Alex Griffiths

Personal information
- Full name: Alexandra Clare Griffiths
- Born: 12 June 2002 (age 24) Swansea, Wales
- Batting: Right-handed
- Bowling: Right-arm medium
- Role: All-rounder

Domestic team information
- 2016–2024: Wales
- 2019–2024: Western Storm
- 2021–2024: Welsh Fire
- 2025: Somerset

Career statistics
| Competition | WLA | WT20 |
| Matches | 62 | 72 |
| Runs scored | 1,016 | 476 |
| Batting average | 18.84 | 11.33 |
| 100s/50s | 0/4 | 0/1 |
| Top score | 80 | 50 |
| Balls bowled | 1,280 | 537 |
| Wickets | 28 | 25 |
| Bowling average | 41.21 | 27.68 |
| 5 wickets in innings | 0 | 0 |
| 10 wickets in match | 0 | 0 |
| Best bowling | 2/2 | 3/12 |
| Catches/stumpings | 17/– | 14/– |
- Source: CricketArchive, 19 October 2024

= Alex Griffiths (cricketer) =

Welsh cricketer

Alexandra Clare Griffiths (born 12 June 2002) is a Welsh cricketer who currently plays for Somerset. An all-rounder, she is a right-handed batter and right-arm medium bowler.

==Early life==
Griffiths was born on 12 June 2002 in Swansea.

==Domestic career==
Griffiths made her county debut in 2016, for Wales against Essex.
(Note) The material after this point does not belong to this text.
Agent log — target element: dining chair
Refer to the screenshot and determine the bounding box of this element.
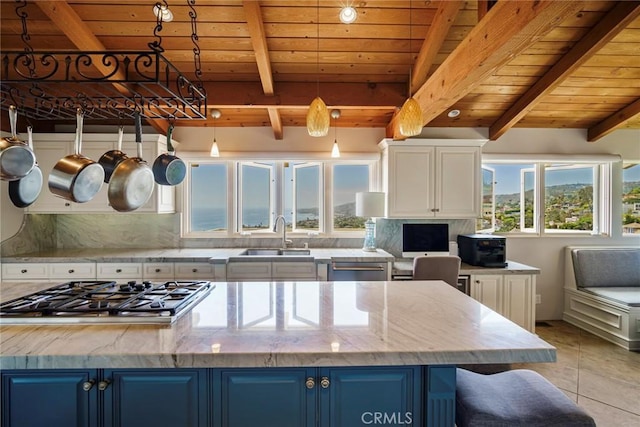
[413,255,460,288]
She scored 4 runs and did not bowl. She began playing regularly from 2017, and hit 42 in a Championship match that season against Hampshire. Griffiths' stand-out season to date was in 2019, when she scored 168 runs in the County Championship, including hitting her maiden county half-century, 69 against Berkshire. She also began to bowl more regularly, and was Wales' leading wicket-taker in the Twenty20 Cup, taking 9 wickets at an average of 8.11. She also achieved her best Twenty20 bowling, taking 3/12 against Hampshire. She scored her maiden Twenty20 half-century in the 2022 Women's Twenty20 Cup, against Gloucestershire.

Griffiths also played for Western Storm in their title-winning Women's Cricket Super League season in 2019. She played five matches and took one wicket.

In 2020, Griffiths remained in the Western Storm squad for the Rachael Heyhoe Flint Trophy. She appeared in all six matches, scoring 141 runs at an average of 35.25 and taking 3 wickets. She also achieved her List A high score, hitting 80 off 68 balls in a victory over Sunrisers and was voted Supporters' Player of the Year at the end of the season. In December 2020, it was announced that Griffiths was one of the 41 female cricketers that had signed a full-time domestic contract.

In 2021, Griffiths played three matches in the Rachael Heyhoe Flint Trophy for Western Storm, and hit 55 off 60 balls in the final match against Sunrisers. She also took 3 wickets at an average of 17.33 in the Charlotte Edwards Cup. Griffiths also played 7 matches for Welsh Fire in The Hundred, the only female Welsh player in the squad. She was ever-present for Western Storm in 2022, across the Charlotte Edwards Cup and the Rachael Heyhoe Flint Trophy, scoring 166 runs with a top score of 48 and taking three wickets. She was also again in the Welsh Fire squad in The Hundred, but did not play a match.

In 2023, she played 19 matches for Western Storm, across the Rachael Heyhoe Flint Trophy and the Charlotte Edwards Cup, scoring one half-century and taking 11 wickets at an average of 31.45 in the Rachael Heyhoe Flint Trophy. She also played eight matches for Welsh Fire in The Hundred, taking five wickets. In 2024, she played 20 matches for Western Storm, across the Rachael Heyhoe Flint Trophy and the Charlotte Edwards Cup, taking 11 wickets.